Réalisé alors qu’il se savait envahi par le putain de crabe, le plus charismatique des rockers francophones contemporains avec Johnny (dont il aimait se moquer) lance, avec cette voix encore plus rauque que dans le passé, « Hier c’était le passé, aujourd’hui la vérité » dès le premier titre dans l’accrocheuse La vérité.
Armée de cette attitude rock décalée qu’il l’a toujours caractérisé, Arno reprend encore une fois une chanson du répertoire populaire qui pourrait être perçu comme ringarde pour lui donner sa couleur si particulière. Si hier c’était Les Filles du bord de mer, ce grand succès d’Adamo, cette fois c’est La Paloma adieu, où il est accompagné par celle qui en a fait un classique, Mireille Mathieu, avec laquelle il rêvait de chanter depuis des lustres.
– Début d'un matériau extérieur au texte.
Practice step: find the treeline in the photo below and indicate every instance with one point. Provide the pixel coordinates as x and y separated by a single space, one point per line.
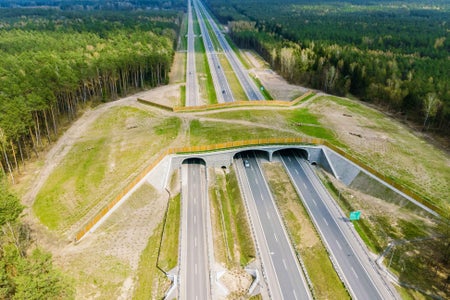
395 56
47 73
26 271
97 4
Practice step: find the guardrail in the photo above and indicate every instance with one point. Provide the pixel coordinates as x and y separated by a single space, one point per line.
246 143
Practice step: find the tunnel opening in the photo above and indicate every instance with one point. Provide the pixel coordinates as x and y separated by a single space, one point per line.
294 151
194 160
252 153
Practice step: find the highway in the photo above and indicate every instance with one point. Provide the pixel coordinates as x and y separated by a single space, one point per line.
250 88
355 267
282 271
223 90
194 265
191 74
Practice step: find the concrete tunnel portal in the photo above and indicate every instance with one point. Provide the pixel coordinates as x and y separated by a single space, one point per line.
194 160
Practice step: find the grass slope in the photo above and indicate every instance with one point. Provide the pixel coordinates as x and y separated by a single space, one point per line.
100 164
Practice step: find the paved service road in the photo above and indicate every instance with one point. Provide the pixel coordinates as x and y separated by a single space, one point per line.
281 267
360 277
250 88
194 265
191 74
223 90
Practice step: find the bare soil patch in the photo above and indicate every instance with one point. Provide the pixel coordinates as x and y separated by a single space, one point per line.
388 145
103 265
168 95
278 87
Voix grise, il souffle péniblement dans ce titre où un oiseau parle de sa mort « Ma vie s’en va – Mais n’aie pas trop de peine – Ô mon amour adieu »,tandis que son accompagnatrice fait planer son timbre vocal dans les hauteurs, au-dessus d’une orchestration encanaillée pour un effet des plus bluffant.
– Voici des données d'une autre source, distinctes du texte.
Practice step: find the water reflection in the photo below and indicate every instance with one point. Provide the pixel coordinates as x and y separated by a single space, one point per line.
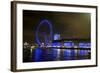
55 54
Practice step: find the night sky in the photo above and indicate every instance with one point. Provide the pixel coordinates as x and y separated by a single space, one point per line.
68 25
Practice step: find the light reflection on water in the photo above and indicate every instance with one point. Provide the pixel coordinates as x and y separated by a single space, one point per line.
44 54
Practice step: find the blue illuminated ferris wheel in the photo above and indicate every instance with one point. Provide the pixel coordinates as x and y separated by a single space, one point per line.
44 32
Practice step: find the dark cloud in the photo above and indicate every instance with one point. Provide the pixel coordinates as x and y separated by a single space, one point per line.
68 25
Même de l’au-delà, le sympathique Belge nous rappelle qu’il est encore un éternel adulescent polisson qui aime rigoler avec les gros mots et la provoc, comme il le faisait toujours en entrevue. Il reprend d’ailleurs dans Boulettes, l’une de ses blagues salaces qu’il se faisait un plaisir de lancer à ses intervieweurs : « Quand je sens mon zizi plein, je le fais avec ma main gauche – Comme ça je pense que c’est quelqu’un d’autre qui le fait. »
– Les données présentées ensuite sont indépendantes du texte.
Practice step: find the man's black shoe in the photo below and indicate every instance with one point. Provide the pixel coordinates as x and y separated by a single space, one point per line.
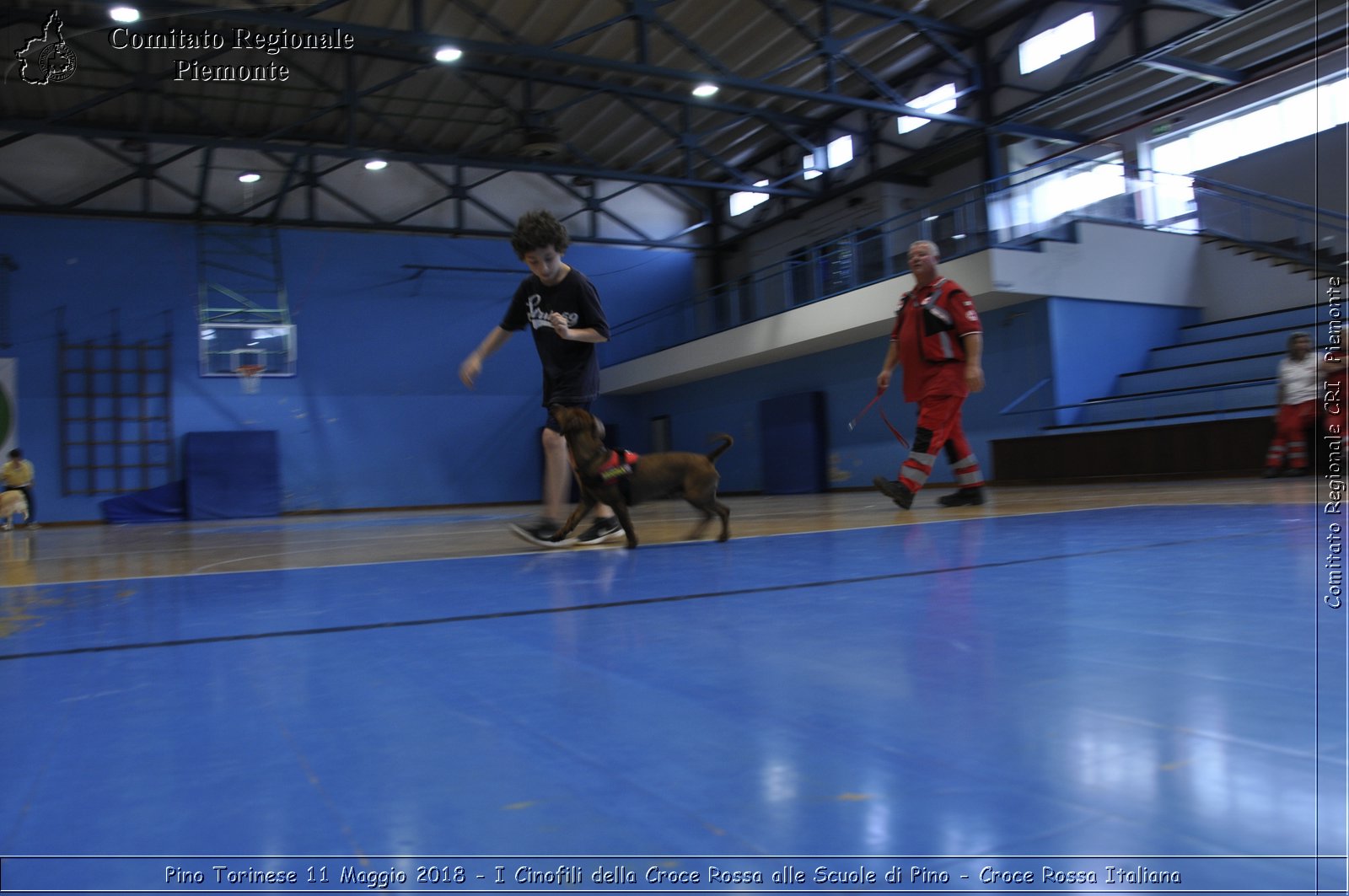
895 490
Nostalgique aussi, il reprend, souffle court, son ancienne idole Elvis, dans une version rock de One Night With You où les guitares grondent leur colère sourde.
Puis, il redevient aussi touchant qu’il le faisait quand il nous torpillait le cœur avec l’une de ses puissantes ballades piano-voix (Les yeux de ma mère, Quelqu’un a touché ma femme, etc.), avec Court-circuit dans mon esprit. Un titre poignantoù il est accompagné par le célèbre pianiste néo-romantique Sofiane Pamart : « Je n’suis plus anarchiste – Ni parachutiste – J’ai perdu ma jeunesse mais j’aime encore Elvis – Les jolies chansons ne tuent pas la réalité – Maintenant, je paie mes conneries du passé – Il y a un court-circuit dans mon esprit – Save me, save me… »
Puis, en guise de conclusion, il nous envoie son dernier coup de gueule avec un titre bluesy-rock I’m Not Gonna Whistle. Non, Arno ne soufflera plus, mais si Bashung nous a légué son sublissime Bleu pétrole et Cohen son non moins superbe Thank’s for the Dance à titre posthume, Arno Charles Ernest Hintjens, cet ange noir de nos nuits blanches, ne sera pas en reste grâce à Opex.